If, or when ISIS are kicked out of northern Iraq, however, the central government in Baghdad is unlikely to voluntarily give up control of Kirkuk. Senior Kurdish officials previously told VICE News that they would welcome Iraqi armed forces back to the city.
Human Rights Watch (HRW) said today that analysis of photographs and satellite imagery strongly indicate that ISIS killed between 160 and 190 men in Tikrit after seizing the city on June 11. ISIS claimed to have "exterminated" 1,700 Shiite soldier on June 12 and subsequently posted photographs apparently showing the executed men.

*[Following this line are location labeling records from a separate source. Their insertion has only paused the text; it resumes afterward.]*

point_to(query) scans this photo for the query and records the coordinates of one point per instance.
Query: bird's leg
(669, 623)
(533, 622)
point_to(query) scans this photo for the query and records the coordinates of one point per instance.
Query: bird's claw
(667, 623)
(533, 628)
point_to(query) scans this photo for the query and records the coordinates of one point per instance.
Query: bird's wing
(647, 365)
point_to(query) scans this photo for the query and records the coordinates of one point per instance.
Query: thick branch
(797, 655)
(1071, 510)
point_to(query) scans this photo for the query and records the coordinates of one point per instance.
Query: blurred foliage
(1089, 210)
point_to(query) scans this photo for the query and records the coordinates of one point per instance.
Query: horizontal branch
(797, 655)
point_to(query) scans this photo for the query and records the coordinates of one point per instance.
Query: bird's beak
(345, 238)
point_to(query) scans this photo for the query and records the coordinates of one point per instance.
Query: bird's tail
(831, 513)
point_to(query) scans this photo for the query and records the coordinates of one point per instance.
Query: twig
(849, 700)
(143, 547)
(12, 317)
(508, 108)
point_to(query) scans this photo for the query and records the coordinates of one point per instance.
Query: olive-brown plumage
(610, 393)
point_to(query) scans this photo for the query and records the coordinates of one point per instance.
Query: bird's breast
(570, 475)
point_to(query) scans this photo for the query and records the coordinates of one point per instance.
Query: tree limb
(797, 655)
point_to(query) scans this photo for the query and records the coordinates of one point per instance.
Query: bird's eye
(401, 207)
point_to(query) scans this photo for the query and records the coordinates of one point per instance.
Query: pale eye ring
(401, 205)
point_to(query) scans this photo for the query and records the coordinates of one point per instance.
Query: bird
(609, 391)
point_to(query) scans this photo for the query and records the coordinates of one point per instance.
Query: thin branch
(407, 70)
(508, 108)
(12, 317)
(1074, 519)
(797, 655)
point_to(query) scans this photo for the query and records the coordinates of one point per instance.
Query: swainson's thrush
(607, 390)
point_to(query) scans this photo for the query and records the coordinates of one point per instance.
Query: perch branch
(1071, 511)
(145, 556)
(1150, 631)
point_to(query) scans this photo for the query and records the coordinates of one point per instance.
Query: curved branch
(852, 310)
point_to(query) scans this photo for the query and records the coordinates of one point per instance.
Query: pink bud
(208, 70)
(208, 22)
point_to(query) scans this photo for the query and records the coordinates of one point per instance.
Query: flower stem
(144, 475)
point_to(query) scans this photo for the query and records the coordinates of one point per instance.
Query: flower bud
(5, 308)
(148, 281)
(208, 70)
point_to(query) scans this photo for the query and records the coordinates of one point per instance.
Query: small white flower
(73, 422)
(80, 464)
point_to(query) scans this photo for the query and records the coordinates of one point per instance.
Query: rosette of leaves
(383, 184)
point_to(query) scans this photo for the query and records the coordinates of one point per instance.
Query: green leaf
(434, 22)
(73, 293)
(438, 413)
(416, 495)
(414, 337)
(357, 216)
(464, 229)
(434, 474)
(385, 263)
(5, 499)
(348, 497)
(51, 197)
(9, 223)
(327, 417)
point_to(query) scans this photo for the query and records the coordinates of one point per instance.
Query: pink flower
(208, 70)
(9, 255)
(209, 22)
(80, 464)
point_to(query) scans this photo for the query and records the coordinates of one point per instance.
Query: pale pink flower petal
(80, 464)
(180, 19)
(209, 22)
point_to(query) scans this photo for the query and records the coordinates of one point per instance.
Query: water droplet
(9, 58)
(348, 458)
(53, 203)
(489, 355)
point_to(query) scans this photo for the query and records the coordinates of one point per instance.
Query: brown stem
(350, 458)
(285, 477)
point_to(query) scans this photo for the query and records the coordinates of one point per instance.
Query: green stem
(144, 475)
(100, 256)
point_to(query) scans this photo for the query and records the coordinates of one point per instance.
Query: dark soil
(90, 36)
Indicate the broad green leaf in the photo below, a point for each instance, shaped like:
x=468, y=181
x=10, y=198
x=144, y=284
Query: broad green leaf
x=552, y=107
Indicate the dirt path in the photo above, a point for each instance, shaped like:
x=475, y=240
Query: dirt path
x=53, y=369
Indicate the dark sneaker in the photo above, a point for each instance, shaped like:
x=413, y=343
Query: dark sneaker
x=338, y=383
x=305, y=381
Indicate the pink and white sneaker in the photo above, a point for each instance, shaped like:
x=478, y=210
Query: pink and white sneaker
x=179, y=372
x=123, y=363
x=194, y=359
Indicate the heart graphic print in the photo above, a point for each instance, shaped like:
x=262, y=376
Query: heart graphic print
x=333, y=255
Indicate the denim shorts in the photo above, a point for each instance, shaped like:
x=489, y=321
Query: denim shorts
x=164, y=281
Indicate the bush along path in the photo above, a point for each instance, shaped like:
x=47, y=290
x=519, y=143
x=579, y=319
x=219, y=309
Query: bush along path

“The photos and satellite images from Tikrit provide strong evidence of a horrible war crime that needs further investigation,” HRW emergencies director Peter Bouckaert said. “ISIS apparently executed at the very least 160 people in Tikrit.”
HRW said that the real number of victims could be much higher, but that difficulty in accessing the area and locating bodies made a full investigation impossible.
Summary executions may be taking place on both sides. On Monday a number of prisoners died while being transferred to a Baghdad jail. Officials said the convoy transporting the prisoners was attacked by militants and that 10 were killed in the resultant firefight. However, sources told Reuters that all 69 were killed by police. Just a few days ago, 44 prisoners were killed in Baquba, north of Baghdad. Again, versions of events differed.
The killings may be taking place to avoid the risk of militants freeing them to fight again — ISIS has targeted prisons where its fighters have been held in the past, However, they hark back to a cycle of brutal sectarian violence which took place in Iraq between 2006 and 2008. This time, without the presence of the US military, things could get even worse.